Results: In 1514 LM/SL patients with a primary of known Breslow thickness, the incidence of metastasis in nodes claimed to be sentinel was 7.3%, 19.7%, 33.2%, and 39.7% for primary lesions </=1.0, 1.01-2.0, 2.01-4.0, and >4.0 mm, respectively. In 3652 WE-only patients, the corresponding rates of nodal recurrence were 12.0%, 32.0%, 34.4%, and 30.1%. Thus, LM/SL detected only 60% of expected nodal metastases from primary melanomas <2.01 mm. Forty of 1599 (3.1%) patients developed recurrence in basins with immunohistochemistry (IH)-negative SNs. To determine whether nonrandom intranodal distribution of tumor cells could explain missed SN metastases, we coinjected carbon particles and blue dye during LM/SL in 166 patients: 25 (16%) patients had nodal metastases, all of which were found only in nodal subsectors containing carbon particles. When paraffin-embedded SNs from a subset of 162 IH-negative patients were re-examined by quantitative multimarker reverse-transcriptase polymerase chain reaction (qRT) assay, 49 (30%) gave positive signals. These patients had a significantly higher risk of disease recurrence and death than did patients whose IH and qRT results were negative (p < 0.0001). Comparison of 287 prognostically matched pairs of patients who underwent immediate (after LM/SL) versus delayed (after observation) dissection of nodal metastases revealed 5-, 10-, and 15-year survival rates of 73%, 69%, and 69% versus 51%, 37%, and 32%, respectively (P < or = 0.001).

Conclusions: SN assessment based on intranodal compartmentalization of lymphatic flow (carbon dye mapping) should increase the accuracy of IH and, in combination with multimarker qRT assessment, will allow confident identification of most patients for whom surgery alone is curative. Our data suggest a significant therapeutic benefit for immediate dissection based on identification of a tumor-involved SN.

FIGURE 1. Two hypotheses regarding metastatic routes in melanoma. According to the incubator hypothesis (left), primary melanoma initially metastasizes via the lymphatics to the SN, which is immunosuppressed by factors released from the primary melanoma. Metastatic foci in the SN may grow but remain latent (incubate) before spreading to distant sites. Thus, finding tumor cells in the SN indicates that the primary melanoma has the ability to metastasize; removal of the tumor-involved SN before there is further spread should prevent distant metastasis. According to the marker hypothesis (right), a primary melanoma metastasizes simultaneously via lymphatic and hematogenous routes. Thus, finding tumor cells in the SN is merely a marker of a primary melanoma that can metastasize; removal of the tumor-involved SN is unlikely to influence the growth of distant metastases and would have no therapeutic effect. The absence of melanoma cells in the SN indicates a primary melanoma that is unlikely to spread to distant sites; this has important prognostic implications.

FIGURE 2. Recurrence patterns of patients with AJCC stage I/II melanoma managed by WE + postoperative observation versus WE + LM/SL + selective CLND for tumor-involved SNs.

FIGURE 3. Compartmentalization of intranodal lymph flow as detected in the operating room by radiopharmaceutical, blue dye, and carbon dye (left) and confirmed in the pathology department by carbon dye (right).

FIGURE 4. Left, Kaplan–Meier estimates of disease-free survival (DFS) in patients with H&E/IH-positive SNs (N = 53) and IH-negative SNs (N = 162) according to SN expression of no mRNA markers or at least 1 mRNA marker (tyrosinase, MART-1, MITF, and/or TRP-2). Right, Kaplan–Meier estimates of OS according to multimarker qRT and histopathology status of SNs in 215 patients.

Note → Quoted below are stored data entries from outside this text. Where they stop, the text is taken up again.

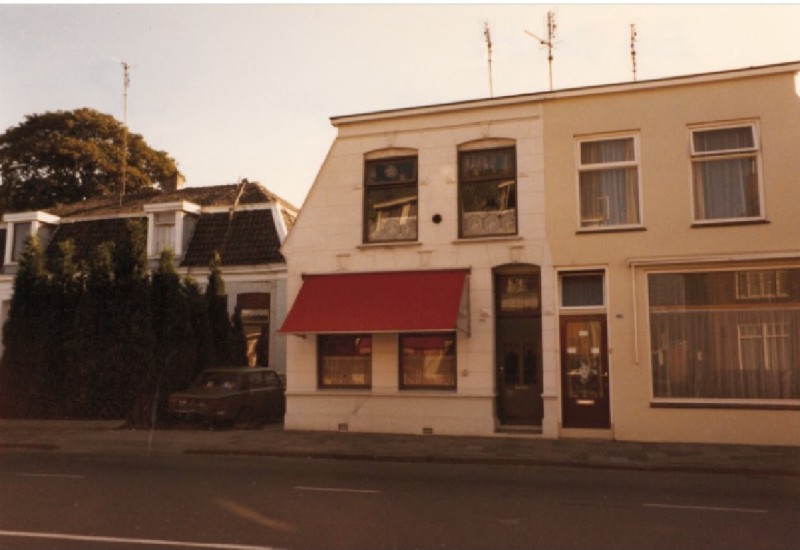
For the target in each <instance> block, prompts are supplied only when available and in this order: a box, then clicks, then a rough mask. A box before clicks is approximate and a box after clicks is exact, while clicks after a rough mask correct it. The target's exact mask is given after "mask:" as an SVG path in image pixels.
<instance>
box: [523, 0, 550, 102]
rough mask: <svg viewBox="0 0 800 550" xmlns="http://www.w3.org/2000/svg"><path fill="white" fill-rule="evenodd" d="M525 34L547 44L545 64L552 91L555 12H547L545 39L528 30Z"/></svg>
mask: <svg viewBox="0 0 800 550" xmlns="http://www.w3.org/2000/svg"><path fill="white" fill-rule="evenodd" d="M525 34H527V35H529V36H532V37H533V38H535V39H536V40H538V41H539V43H540V44H541V45H542V46H547V65H548V74H549V80H550V91H551V92H552V91H553V48H554V47H555V39H556V14H555V13H553V12H552V11H548V12H547V40H545V39H543V38H539V37H538V36H536V35H535V34H533V33H532V32H530V31H525Z"/></svg>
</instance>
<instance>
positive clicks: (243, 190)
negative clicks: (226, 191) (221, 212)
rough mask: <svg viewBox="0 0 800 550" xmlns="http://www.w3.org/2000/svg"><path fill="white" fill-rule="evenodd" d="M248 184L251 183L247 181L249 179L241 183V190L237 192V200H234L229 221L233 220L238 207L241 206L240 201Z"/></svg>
mask: <svg viewBox="0 0 800 550" xmlns="http://www.w3.org/2000/svg"><path fill="white" fill-rule="evenodd" d="M248 183H250V182H249V181H247V178H242V180H241V181H240V182H239V189H237V190H236V198H235V199H233V206H232V207H231V213H230V214H229V215H228V221H230V220H232V219H233V214H234V212H236V207H237V206H239V200H241V198H242V194H243V193H244V188H245V187H247V184H248Z"/></svg>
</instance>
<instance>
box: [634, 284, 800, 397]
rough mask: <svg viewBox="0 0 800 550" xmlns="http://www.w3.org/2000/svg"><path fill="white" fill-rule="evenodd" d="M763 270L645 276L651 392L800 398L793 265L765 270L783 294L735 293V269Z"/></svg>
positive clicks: (696, 394) (797, 346) (799, 306)
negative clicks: (743, 298)
mask: <svg viewBox="0 0 800 550" xmlns="http://www.w3.org/2000/svg"><path fill="white" fill-rule="evenodd" d="M769 272H770V270H753V271H747V272H743V271H738V272H737V271H708V272H688V273H658V274H650V275H649V277H648V285H649V317H650V331H651V332H650V339H651V366H652V371H653V394H654V396H655V397H656V398H687V399H739V400H742V399H762V400H774V399H800V342H798V335H800V268H794V269H781V270H777V271H772V272H773V273H783V274H784V275H782V278H783V280H784V281H785V293H784V296H780V297H776V296H769V295H768V293H762V294H763V295H762V297H760V298H756V297H755V296H752V295H751V296H750V297H749V298H748V299H747V300H746V301H742V300H741V298H739V297H738V296H737V294H738V293H740V292H741V285H740V284H739V283H738V281H740V280H741V279H742V278H745V279H747V277H743V275H742V273H752V274H756V273H769ZM762 278H763V279H764V280H772V277H767V276H764V277H761V276H759V277H755V279H756V280H760V279H762Z"/></svg>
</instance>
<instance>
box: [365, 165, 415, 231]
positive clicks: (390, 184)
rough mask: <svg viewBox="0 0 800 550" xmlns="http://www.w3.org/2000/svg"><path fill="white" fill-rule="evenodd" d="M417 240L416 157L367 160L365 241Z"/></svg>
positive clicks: (365, 204)
mask: <svg viewBox="0 0 800 550" xmlns="http://www.w3.org/2000/svg"><path fill="white" fill-rule="evenodd" d="M415 240H417V158H416V157H407V158H391V159H379V160H368V161H366V164H365V169H364V242H367V243H372V242H391V241H415Z"/></svg>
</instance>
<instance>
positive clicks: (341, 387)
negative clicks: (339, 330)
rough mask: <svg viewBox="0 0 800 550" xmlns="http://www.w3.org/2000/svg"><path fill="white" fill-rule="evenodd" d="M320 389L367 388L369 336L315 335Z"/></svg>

FIGURE 5. Kaplan–Meier estimates of OS after WE for immediate versus delayed therapeutic CLND in 287 pairs of patients matched by the criteria shown in Table 4.

FIGURE 6. Comparison of the density and area of dendritic cells, T cells and B cells in 21 matched pairs of SNs and nonsentinel nodes (NSNs) from 11 patients with AJCC stage I/II melanoma. Each SN was size-matched with a NSN from the same patient (data from Cochran et al24).